The California Department of Public Health has been criticized for its inability to collect LGBTQ demographics and for its inconsistent policies on gathering such information, according to a report from California State Auditor Grant Parks. The report found that out of 129 forms used by the department, only 24 were required to collect sexual orientation and gender identity (SOGI) data, and only 17 did so in a complete manner. Moreover, due to resource and technical limitations, the department is unable to export the SOGI data it collects for over 100 reportable disease conditions to an electronic database. As a result, Public Health has only made SOGI data available to the public from 17 of the forms reviewed, and it has not reported any SOGI data to the Legislature directly.

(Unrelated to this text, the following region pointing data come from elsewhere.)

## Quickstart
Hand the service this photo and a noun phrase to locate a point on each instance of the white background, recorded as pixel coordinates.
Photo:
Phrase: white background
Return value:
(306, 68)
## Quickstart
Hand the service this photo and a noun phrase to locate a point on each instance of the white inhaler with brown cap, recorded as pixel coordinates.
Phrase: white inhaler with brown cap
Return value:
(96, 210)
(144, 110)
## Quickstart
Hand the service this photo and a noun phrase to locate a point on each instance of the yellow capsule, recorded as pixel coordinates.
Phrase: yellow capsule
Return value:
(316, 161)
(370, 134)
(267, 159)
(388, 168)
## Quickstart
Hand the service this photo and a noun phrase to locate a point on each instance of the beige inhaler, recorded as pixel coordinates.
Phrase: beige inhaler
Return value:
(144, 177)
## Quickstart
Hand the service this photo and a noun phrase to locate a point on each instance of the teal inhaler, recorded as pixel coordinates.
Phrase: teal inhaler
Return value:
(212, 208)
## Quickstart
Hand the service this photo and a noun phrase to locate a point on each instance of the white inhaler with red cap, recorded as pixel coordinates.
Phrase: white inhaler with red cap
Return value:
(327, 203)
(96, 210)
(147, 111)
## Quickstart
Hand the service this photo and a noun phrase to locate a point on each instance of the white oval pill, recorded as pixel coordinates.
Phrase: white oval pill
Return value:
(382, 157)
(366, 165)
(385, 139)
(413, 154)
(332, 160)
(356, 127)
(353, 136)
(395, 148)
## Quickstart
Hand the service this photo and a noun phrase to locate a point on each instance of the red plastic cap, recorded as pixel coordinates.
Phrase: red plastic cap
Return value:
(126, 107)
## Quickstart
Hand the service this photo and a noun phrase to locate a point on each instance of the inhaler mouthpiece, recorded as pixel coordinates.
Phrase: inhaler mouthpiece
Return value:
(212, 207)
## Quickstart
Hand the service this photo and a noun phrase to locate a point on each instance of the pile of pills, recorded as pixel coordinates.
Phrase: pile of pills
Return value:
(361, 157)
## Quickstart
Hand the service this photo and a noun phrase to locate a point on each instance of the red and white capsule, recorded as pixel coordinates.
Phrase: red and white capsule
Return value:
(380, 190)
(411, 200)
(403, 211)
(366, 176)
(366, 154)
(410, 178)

The report suggested that changes to state law may be necessary to compel more consistent and useful SOGI data collection practices. Although California mandated the state’s departments of health care services, public health, social services, and aging to begin gathering SOGI data in 2016, state health officials did not know how many LGBTQ residents of the Golden State were infected with the deadly coronavirus when it began ravaging the state three years ago. To this day, no such data is available. Even in San Francisco, where the city’s public health department has been on the forefront of LGBTQ health issues, the local agency has been criticized for its inability to collect the SOGI data of the people it treats and provides services to across its multiple health centers and programs.
Fed up with the situation, a number of LGBTQ state lawmakers in 2021 had called for an audit of the SOGI data collection efforts. Among them was gay state Senator Scott Wiener (D-San Francisco), who has been a vocal critic about the lackluster LGBTQ demographic data collection in California for the last three years and authored the 2020 bill requiring SOGI data collection pertaining to communicable diseases. Wiener called the audit findings “extremely concerning” and renewed his demands on health officials that they do a better job on SOGI data collection.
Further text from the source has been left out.